4km/h - 14'000 km nach Jerusalem und zurück

Film & Multimedia

Lorzensaal Cham, Cham

  • Datum 29.11.2022  19:30 - 22:00
  • Ort Lorzensaal Cham, Cham
  • Link
  • Preis von CHF 16.- bis CHF 37.- für Erwachsene
  • Vorverkauf https://www.explora.ch/programm/zu_fuss_nach_jerusalem , online oder über die Transa und Globetrotter Filialen
  • Kategorie Abenteuerbericht / Reisebericht, Vortrag
  • Zielgruppe Offen für alle
  • Barrierefreiheit Rollstuhlgängig, Induktive Höranlage, Induktionsschleife, Säle verfügen über Rollstuhlplätze.
  • Vergünstigungen Ermässigung für Schüler mit Ausweis, Ermässigung für Lernende mit Ausweis, Ermässigung für Studierende mit Ausweis, Ermässigung für Senioren mit AHV Ausweis, Ermässigung mit Invaliditäts-Ausweis, Kulturlegi: Vergünstigung

Abseits von bekannten Pilgerrouten wandert der Priester Johannes Schwarz 14‘000 km nach Jerusalem und wieder zurück.
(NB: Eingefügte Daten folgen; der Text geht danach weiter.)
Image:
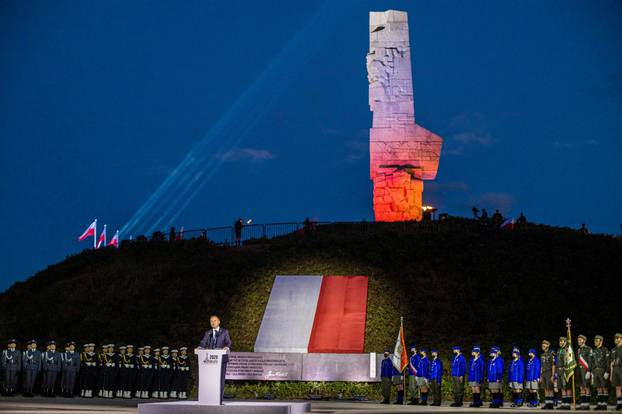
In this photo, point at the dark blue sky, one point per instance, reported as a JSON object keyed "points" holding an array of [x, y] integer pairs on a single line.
{"points": [[101, 101]]}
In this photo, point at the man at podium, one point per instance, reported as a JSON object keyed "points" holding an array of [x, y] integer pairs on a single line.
{"points": [[217, 338]]}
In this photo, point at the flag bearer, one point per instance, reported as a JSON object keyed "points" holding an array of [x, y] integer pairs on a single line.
{"points": [[532, 377], [476, 376]]}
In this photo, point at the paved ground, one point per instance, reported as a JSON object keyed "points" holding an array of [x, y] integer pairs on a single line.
{"points": [[20, 405]]}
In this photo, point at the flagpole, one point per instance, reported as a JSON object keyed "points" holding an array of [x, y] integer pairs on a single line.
{"points": [[574, 400]]}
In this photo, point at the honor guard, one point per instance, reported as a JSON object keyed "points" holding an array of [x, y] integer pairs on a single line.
{"points": [[616, 369], [413, 367], [11, 364], [458, 369], [583, 371], [165, 373], [110, 364], [476, 376], [494, 373], [51, 367], [182, 374], [31, 366], [436, 378], [386, 374], [145, 372], [516, 376], [88, 371], [532, 377], [70, 363], [600, 372], [423, 376], [564, 365]]}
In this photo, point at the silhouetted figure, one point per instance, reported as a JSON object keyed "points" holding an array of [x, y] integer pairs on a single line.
{"points": [[475, 212], [497, 219], [237, 226]]}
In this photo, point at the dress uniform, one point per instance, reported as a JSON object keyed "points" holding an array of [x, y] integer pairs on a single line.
{"points": [[70, 364], [458, 369], [413, 366], [51, 366], [494, 372], [532, 377], [516, 377], [31, 366], [11, 364], [583, 371], [165, 373], [616, 369], [476, 376], [436, 377], [88, 371]]}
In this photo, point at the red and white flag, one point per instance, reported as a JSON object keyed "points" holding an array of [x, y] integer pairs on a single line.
{"points": [[115, 240], [90, 231], [102, 238]]}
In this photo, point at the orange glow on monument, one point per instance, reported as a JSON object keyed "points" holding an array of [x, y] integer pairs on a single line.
{"points": [[402, 153]]}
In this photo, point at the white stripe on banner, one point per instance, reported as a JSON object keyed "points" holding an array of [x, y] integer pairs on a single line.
{"points": [[289, 315]]}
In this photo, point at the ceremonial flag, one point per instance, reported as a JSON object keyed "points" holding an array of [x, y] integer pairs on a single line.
{"points": [[90, 231], [115, 240], [102, 238], [400, 357]]}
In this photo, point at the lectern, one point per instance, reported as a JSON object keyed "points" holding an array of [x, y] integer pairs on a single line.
{"points": [[210, 372]]}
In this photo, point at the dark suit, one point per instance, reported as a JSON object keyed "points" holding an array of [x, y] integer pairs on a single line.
{"points": [[218, 340]]}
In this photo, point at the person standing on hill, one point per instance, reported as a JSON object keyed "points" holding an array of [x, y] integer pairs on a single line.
{"points": [[458, 369]]}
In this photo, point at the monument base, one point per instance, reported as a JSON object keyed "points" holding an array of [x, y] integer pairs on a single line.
{"points": [[233, 407]]}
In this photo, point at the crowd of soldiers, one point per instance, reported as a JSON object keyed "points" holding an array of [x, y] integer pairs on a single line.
{"points": [[553, 373], [159, 373]]}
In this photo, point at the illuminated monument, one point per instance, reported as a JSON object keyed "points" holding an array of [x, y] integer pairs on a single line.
{"points": [[402, 153]]}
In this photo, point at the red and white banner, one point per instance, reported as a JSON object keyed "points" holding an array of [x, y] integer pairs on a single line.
{"points": [[316, 314]]}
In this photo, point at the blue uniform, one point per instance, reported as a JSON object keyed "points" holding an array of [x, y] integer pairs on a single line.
{"points": [[476, 370]]}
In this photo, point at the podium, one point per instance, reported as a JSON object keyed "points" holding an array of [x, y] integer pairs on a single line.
{"points": [[210, 375]]}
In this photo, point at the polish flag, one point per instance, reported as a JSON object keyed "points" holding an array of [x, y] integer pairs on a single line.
{"points": [[508, 224], [90, 231], [115, 240], [314, 314], [102, 238]]}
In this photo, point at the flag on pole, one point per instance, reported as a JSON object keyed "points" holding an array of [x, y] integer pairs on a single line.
{"points": [[102, 238], [90, 231], [400, 356], [115, 240]]}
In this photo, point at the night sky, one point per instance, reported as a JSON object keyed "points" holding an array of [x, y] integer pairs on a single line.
{"points": [[227, 109]]}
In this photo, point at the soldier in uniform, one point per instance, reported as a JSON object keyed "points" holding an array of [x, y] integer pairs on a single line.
{"points": [[547, 372], [476, 376], [616, 369], [70, 364], [413, 366], [11, 366], [31, 365], [583, 371], [51, 367], [564, 359], [600, 371], [88, 371], [436, 378], [495, 378], [516, 376], [532, 377], [458, 369], [165, 373], [386, 374]]}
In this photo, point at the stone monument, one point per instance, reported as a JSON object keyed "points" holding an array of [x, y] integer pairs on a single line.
{"points": [[402, 153]]}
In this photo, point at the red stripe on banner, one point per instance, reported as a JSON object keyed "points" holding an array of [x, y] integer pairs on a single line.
{"points": [[339, 324]]}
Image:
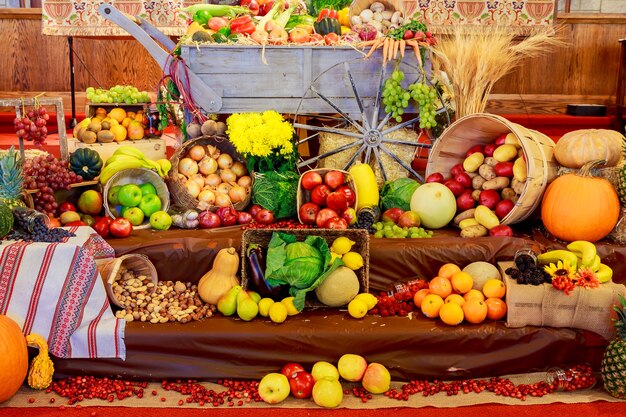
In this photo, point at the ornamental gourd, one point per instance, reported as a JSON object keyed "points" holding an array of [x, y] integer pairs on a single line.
{"points": [[579, 147], [578, 206], [221, 278]]}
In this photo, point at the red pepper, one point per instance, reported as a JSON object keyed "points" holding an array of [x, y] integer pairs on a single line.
{"points": [[243, 25], [333, 14]]}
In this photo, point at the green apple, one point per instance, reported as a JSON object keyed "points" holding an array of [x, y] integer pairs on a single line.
{"points": [[112, 195], [134, 215], [147, 188], [150, 203], [160, 220]]}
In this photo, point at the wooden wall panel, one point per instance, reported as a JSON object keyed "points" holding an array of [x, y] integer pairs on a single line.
{"points": [[586, 71]]}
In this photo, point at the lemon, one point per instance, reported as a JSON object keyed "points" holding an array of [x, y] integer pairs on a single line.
{"points": [[368, 299], [278, 312], [357, 308], [341, 245], [353, 260]]}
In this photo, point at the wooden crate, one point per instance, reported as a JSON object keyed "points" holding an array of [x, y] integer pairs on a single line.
{"points": [[153, 148]]}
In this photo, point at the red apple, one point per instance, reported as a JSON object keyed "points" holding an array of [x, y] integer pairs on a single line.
{"points": [[319, 194], [323, 216], [392, 214], [465, 201], [489, 198], [308, 213], [463, 179], [501, 230], [489, 148], [337, 201], [503, 208], [436, 177], [503, 169], [455, 186], [475, 149]]}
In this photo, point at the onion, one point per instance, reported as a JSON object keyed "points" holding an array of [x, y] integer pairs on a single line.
{"points": [[192, 188], [208, 166], [245, 181], [222, 200], [239, 169], [227, 175], [187, 167], [213, 180], [196, 152], [224, 188], [237, 194], [225, 161], [207, 196]]}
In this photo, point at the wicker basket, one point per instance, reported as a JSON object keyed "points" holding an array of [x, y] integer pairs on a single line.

Auf dem Hinweg über Osteuropa, Russland und Iran, auf dem Rückweg über die Türkei, Griechenland und Italien. Es ist ein Weg der Begegnungen, ob mit Jugendlichen am Strand, Beduinen am Lagerfeuer oder Zuhältern an der Autobahn. Ein preisgekrönter Vortrag voller Selbstironie, Humor und mit einer Prise Spiritualität.

Im Tempo von 4 km/h wandert Johannes Schwarz in 15 Monaten durch 26 Länder. Dabei durchquert er die ukrainische Steppe, stapft entlang der russischen Schwarzmeerküste, steht gemeinsam mit einem streunenden Hund am höchsten Berg Armeniens und lauscht arabischem Disco-Pop am tiefsten Punkt der Erde. Er besucht abgelegene georgische Felsenklöster und liegt blutend an einem italienischen Strassenrand. Doch am tiefsten berührt ihn die einsame Stille der Wüste – eine Stille, die «nicht leer ist, sondern erfüllt ist von einer Gegenwart; eine Stille in der Gott selbst zum Herzen spricht», wie er sagt.

Sein Vortrag begeisterte schon zehntausende Besucherinnen und Besucher im deutschsprachigen Raum, nun zeigt Schwarz seine preisgekrönte Live-Show endlich in der Schweiz. Es ist ein Vortrag mit Tiefgang, aber längst nicht nur für fromme Besucher, Schweizer Gardisten und Kirchgängerinnen.